By adopting the technical scheme, the drill rod rotates under the action of the driving mechanism, meanwhile, the guide rotor with the cross section of the Lelo triangle is guided by the guide frame, the area with the square cross section is swept out in the rotating process, and the area which can be finally acted by the impact hammer head is square in shape, namely, the drilling tool can form the hole with the square cross section.

Preferably, the driving mechanism comprises a power-assisted air pipe, one end of the power-assisted air pipe is connected with the air source, the other end of the power-assisted air pipe is fixedly connected with the guide frame, a pipe orifice of the end of the power-assisted air pipe is positioned on the inner side wall of the guide frame, and in the projection along the length direction of the drill rod, the direction of the pipe orifice of the power-assisted air pipe, which faces the inner side of the guide frame, is the same as the direction of the output shaft of the driving motor in a rotating mode.

Preferably, a power airflow channel is formed in the drill rod, a containing cavity is formed in one end, facing the impact hammer, of the drill rod, one side, deviating from the ground bottom, of the impact hammer extends into the containing cavity, one end of the power airflow channel is communicated with the containing cavity, a port, far away from the containing cavity, of one end of the power airflow channel is located in the guide frame, an air guide pipe and a vibrator piston are arranged in the containing cavity, the air guide pipe is fixedly connected with the inner wall of the containing cavity and communicated with the power airflow channel and the containing cavity simultaneously, the vibrator piston is located in the containing cavity to slide, a pressure relief hole is formed in the impact hammer head, one end of the pressure relief hole is located on one side, facing the ground bottom, of the impact hammer, and the other end of the pressure relief hole is communicated with the containing cavity.
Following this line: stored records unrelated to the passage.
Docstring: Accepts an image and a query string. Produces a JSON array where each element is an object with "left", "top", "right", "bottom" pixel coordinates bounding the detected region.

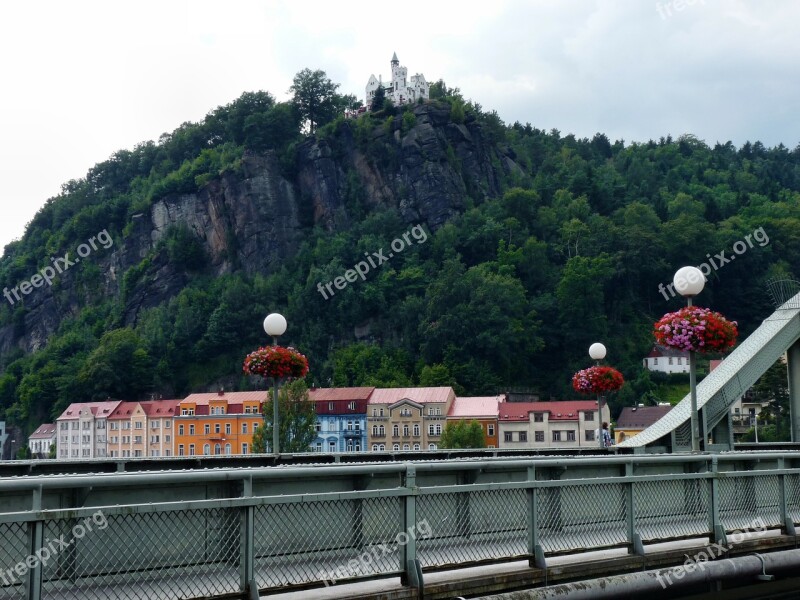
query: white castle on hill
[{"left": 364, "top": 52, "right": 431, "bottom": 110}]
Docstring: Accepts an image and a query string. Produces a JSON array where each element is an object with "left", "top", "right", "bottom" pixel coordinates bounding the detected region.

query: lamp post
[
  {"left": 264, "top": 313, "right": 286, "bottom": 458},
  {"left": 589, "top": 342, "right": 606, "bottom": 448},
  {"left": 672, "top": 267, "right": 706, "bottom": 452}
]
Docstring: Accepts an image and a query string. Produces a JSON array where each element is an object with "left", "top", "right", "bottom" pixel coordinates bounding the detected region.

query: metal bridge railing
[{"left": 0, "top": 453, "right": 800, "bottom": 600}]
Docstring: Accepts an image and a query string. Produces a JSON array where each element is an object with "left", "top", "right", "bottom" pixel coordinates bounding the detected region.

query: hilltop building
[{"left": 364, "top": 52, "right": 430, "bottom": 110}]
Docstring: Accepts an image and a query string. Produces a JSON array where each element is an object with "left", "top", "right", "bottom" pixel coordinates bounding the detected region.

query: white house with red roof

By adopting the technical scheme, the airflow generated by the air source finally enters the accommodating cavity to vibrate and drive the vibrator piston, so that the drilling tool runs normally, the down-the-hole hammer works, and meanwhile, the airflow entering the guide frame forms pressure in the cavity between the guide rotor and the inner wall of the guide frame, so that certain auxiliary power is provided for the continuous rotation of the guide rotor.

Preferably, three ports of the power airflow channel in the guide frame are arranged and are respectively located on three side walls of the guide rotor, and one-way valves are arranged on the guide rotor and in the power airflow channel.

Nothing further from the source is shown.